On Friday June 5, 2015, Presidents Dr. Ernest Bai Koroma and Professor Alpha Conde met at the border town of Gbalamuya in Kambia district, Republic of Sierra Leone as part of an intensified bilateral response to end Ebola. The two presidents reaffirmed their commitment to continue cross-border surveillance and collaboration and encouraged full community ownership of the fight to ensure zero Ebola infections in both countries.
Whilst they acknowledged the determination and remarkable courage demonstrated by the peoples of both Guinea and Sierra Leone in the face of this horrific virus, the two leaders however expressed grave concern over the persistence of new infections largely in the Susu dominated communities. They therefore admonished them to be compliant with the bye-laws and the general health regulations in order to break the chain of transmission.
Observers say the recent new infections have been recorded largely in the Forecariah Prefecture in Guinea and Kambia district in Sierra Leone – both at the official border crossing point into the two countries. The persistence of the virus in these predominantly Susu communities has been attributed to their strong Islamic traditions. Islam emphasized on the ‘suthra’ culture which obliges the family to tend to their sick and bury their dead in dignity. But critics say such practices cut across all communities and if others have cooperated under these difficult times and achieved zero, our brothers and sisters in those border communities must do the needful to eradicate this particularly virulent virus.

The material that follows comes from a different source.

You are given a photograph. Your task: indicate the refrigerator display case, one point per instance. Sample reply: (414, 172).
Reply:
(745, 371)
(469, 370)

President Koroma described the MRU strain of the Ebola virus as the worst ever in the history of the epidemic which has attracted attention from across the globe. He went on to say that it was now time to talk straight to the people to do the right thing. “I don’t think we will continue to compromise anymore especially when we are at the tail end of the fight,” he admonished.
The President registered government’s profound satisfaction over the improvement of the Ebola results but reminded all that Ebola has not gone yet until the two countries record zero case for 42 days. ”If people fail to abide by health regulations being put in place Ebola will not end”, he warned.
President Koroma therefore urged hotspot communities on both sides of the border to refrain from the traditional and religious practices of washing corpses, curing the sick, the act of unsafe burials. Health experts say those practices are the reason holding back the eradication of the ‘stubborn’ virus in both Guinea and Sierra Leone.
On his part, President Conde said they have agreed to internalize the MOU signed on the 23rd March 2015 by both governments to jointly end the outbreak.
Both leaders announced the practical restriction of movement along border communities of both countries. In this regard, they have ordered their security personnel and local authorities to reinforce the law, and take ownership of the fight to end the epidemic.
Acting Special Representative of the United Nations Secretary General, Peter Graaff said, on behalf of UNMEER, that the results are encouraging and called for collaboration between both countries to end the spread of the disease. The UN envoy pointed out willingness on the part of communities as the prime action to end the outbreak; adding that, “the fight is now in the hands of communities”. The peoples of the two countries and international community now look anxiously forward to the impact this high level visit will have on the ground.